Я в ответ промолчал, просто пожал плечами. Эти слова приписывают маршалу Победы в моём времени, но в том или ином ракурсе озвучивали их и другие командующие фронтами и армиями, многие не чурались буквально забрасывать солдатами путь к победе в сражении. Тот же Хрущёв, которого помнят все как предводителя начала движения по развалу СССР, показал себя крайне паршивым командиром. Не одну крупную военную операцию загубил в своём шапкозакидательском порыве. Так что, если вот этот тип со стальным оскалом решит присматриваться ко всем «хрущёвым» да ещё будет иметь достаточно полномочий, чтобы их урезонить, поставить на место, то это будет только всем на руку.

Конечно, тут я приукрасил и весьма существенно, озвучив ту фразу, что приписывают либералы Жукову, у кого потери были больше, чем у кого-либо. Вот только либералами умалчивается факт того, что Жуковым затыкали все дыры на фронтах, давая ему очень сложные задачи, где любой другой командующий не справился бы. Отсюда и потери у маршала Победы. Но повторюсь — приукрасил я, да. Зато теперь этот энкавэдэшник прищучит тех, кто решит на деле последовать расхожему выражению про солдат.

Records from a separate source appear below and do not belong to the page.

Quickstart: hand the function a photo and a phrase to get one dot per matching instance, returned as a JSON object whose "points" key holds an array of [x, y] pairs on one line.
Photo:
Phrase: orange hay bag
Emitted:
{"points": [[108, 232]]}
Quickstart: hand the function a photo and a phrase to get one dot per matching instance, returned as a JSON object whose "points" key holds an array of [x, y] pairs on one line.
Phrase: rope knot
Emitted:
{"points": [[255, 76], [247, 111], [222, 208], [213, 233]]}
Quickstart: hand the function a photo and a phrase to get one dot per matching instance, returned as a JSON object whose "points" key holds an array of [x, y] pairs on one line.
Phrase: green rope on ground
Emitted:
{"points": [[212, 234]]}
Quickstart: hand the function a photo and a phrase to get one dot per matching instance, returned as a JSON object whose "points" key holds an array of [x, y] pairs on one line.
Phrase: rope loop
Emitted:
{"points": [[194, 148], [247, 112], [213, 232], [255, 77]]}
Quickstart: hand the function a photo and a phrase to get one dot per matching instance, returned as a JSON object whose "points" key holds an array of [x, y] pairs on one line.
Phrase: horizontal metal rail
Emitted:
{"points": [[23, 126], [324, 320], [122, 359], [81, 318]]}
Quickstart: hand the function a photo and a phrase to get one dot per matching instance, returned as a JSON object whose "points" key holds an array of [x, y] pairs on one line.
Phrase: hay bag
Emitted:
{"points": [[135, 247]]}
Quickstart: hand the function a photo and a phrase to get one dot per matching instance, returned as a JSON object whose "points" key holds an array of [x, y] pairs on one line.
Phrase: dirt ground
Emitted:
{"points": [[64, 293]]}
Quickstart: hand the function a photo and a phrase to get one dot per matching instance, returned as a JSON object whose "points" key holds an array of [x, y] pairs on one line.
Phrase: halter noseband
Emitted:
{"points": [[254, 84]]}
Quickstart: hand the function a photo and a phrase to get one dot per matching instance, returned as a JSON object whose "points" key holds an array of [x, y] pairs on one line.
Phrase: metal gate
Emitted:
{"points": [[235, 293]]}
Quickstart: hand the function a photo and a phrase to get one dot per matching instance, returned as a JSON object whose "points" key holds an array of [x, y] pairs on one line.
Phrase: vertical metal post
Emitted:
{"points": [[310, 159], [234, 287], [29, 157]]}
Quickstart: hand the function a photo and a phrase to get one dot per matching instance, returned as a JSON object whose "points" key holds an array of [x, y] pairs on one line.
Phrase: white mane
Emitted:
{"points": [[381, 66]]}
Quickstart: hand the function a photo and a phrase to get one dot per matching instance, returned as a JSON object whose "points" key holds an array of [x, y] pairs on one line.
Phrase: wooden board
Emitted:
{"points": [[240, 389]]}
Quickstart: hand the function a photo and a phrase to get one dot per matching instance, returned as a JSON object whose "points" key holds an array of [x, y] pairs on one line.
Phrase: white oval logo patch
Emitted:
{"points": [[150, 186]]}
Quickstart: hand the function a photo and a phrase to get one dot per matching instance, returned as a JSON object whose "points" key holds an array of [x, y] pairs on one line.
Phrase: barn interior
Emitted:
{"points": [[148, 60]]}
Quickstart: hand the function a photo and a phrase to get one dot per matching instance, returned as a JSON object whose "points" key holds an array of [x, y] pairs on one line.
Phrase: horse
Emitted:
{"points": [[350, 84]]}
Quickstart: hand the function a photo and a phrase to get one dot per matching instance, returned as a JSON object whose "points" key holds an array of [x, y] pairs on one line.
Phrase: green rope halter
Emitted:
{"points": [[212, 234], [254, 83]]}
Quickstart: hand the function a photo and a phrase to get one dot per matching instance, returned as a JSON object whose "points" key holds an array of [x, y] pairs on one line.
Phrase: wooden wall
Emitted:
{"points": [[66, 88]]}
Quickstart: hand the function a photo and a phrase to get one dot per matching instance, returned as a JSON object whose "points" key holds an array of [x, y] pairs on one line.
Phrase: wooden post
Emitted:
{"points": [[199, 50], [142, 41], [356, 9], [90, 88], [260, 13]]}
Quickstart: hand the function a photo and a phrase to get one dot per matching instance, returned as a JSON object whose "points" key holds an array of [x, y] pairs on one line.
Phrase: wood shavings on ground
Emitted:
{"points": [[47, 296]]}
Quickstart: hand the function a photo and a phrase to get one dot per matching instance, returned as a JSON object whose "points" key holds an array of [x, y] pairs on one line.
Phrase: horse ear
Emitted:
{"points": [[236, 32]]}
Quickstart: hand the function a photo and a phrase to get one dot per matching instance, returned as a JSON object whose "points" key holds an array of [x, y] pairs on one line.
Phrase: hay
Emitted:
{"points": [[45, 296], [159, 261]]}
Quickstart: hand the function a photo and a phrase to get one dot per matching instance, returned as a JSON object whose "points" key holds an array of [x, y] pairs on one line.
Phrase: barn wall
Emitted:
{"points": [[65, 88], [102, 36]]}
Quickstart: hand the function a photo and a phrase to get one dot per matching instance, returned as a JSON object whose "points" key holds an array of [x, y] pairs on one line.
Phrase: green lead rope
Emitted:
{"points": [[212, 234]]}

Может быть, Хрущёва с Тимошенко урезонит (не конкретно Дроздов, а тот, кому он передаст мои слова). В этом мире вряд ли будет второй Барвенковский выступ и Харьковская операция, где эта парочка отличилась, положив десятки тысяч солдат в землю и «загнав» в плен ещё большее число, попутно лишив Красной армии удобного плацдарма. Но недаром говориться про свинью и грязь. Шансы, что «кукурузник» и ему подобные сумеют нагадить в другом месте крайне велики. Для этого я использовал фразу из либеральной пропаганды будущего. Раз в неё так легко поверили люди из другой эпохи, которые худо-бедно научились распознавать ложь и правду, что им на голов выливали СМИ, то местные купятся тем более. И теперь любой, кто решит послать солдат на убой попадет на карандаш и станет считаться в верхах потенциальным врагом народа.

— Воронцов с двумя группами разведчиков на машинах выехали к немцам уже, — сказал комиссар. — Скоро всё должно закончиться. Надеюсь, это поможет избежать больших потерь.